I found out later that the dot marked out a painting that had been picked out by a buyer and paid for.  Ownership had been transferred but, so that it could remain hanging as part of the exhibition,  collection has been deferred to the last day of the show.

To show which paintings have been sold (and are no longer available to buy) a little red sticky dot is placed on the wall next to it.

This is the picture that popped into my head a few days ago when I was skimming through Ephesians chapter 4 and read this:

‘… the Holy Spirit, with whom you were sealed for the day of redemption.’ (Ephesians 4:30b, NIV)

 

Today’s postcard of hope is that the Holy Spirit in our lives is like the red dot at an art exhibition.  When we believe and trust in Jesus we are instantly marked out for redemption.  His presence shows that we are ‘already paid for’.  Ownership has been transferred, only awaiting collection on the final day.
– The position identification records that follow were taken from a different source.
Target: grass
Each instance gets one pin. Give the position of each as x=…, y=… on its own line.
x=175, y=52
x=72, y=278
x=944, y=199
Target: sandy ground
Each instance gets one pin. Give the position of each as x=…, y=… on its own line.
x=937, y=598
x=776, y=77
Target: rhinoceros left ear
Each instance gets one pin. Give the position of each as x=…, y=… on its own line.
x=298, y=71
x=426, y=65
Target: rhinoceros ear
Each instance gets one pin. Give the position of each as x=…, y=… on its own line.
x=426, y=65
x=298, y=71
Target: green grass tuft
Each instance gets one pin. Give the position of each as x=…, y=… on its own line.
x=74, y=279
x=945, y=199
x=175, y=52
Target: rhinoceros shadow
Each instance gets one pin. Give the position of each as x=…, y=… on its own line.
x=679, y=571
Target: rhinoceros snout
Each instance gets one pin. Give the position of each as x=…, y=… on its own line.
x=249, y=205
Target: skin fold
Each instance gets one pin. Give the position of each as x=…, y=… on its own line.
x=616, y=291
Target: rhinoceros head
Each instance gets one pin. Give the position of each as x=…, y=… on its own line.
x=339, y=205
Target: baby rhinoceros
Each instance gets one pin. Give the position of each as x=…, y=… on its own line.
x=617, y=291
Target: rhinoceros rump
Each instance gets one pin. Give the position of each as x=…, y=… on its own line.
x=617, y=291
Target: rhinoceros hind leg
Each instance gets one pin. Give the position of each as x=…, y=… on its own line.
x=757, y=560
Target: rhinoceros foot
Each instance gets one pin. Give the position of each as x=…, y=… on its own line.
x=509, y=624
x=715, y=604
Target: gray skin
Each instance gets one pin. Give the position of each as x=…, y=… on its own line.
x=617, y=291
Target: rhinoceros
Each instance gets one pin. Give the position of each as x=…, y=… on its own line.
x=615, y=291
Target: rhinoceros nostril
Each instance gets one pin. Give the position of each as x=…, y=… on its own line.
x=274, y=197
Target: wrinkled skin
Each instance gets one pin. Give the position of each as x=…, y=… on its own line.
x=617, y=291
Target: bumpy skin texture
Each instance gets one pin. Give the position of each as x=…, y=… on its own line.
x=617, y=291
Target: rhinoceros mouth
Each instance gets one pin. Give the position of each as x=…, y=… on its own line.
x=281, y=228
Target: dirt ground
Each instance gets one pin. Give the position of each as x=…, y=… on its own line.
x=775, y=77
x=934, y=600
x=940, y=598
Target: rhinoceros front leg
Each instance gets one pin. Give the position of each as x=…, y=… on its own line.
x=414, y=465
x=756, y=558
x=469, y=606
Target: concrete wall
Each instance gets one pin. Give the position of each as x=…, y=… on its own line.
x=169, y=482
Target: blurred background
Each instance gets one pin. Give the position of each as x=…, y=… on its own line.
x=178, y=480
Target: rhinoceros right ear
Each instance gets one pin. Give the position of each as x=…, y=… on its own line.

It’s a picture brimming over with grace.  There is absolutely nothing I can do (or not do) to affect my status.  I have been bought; the required price has been paid: I belong to God.

And I wonder to myself: If I really, really believed this, if I knew it in the deep places of my heart, how would I live differently?

Perhaps, I could rest in that truth: It is done. I am sealed for the day of redemption

Perhaps, I could stop worrying what God thinks about my multiple mess-ups.  He knew… he bought me.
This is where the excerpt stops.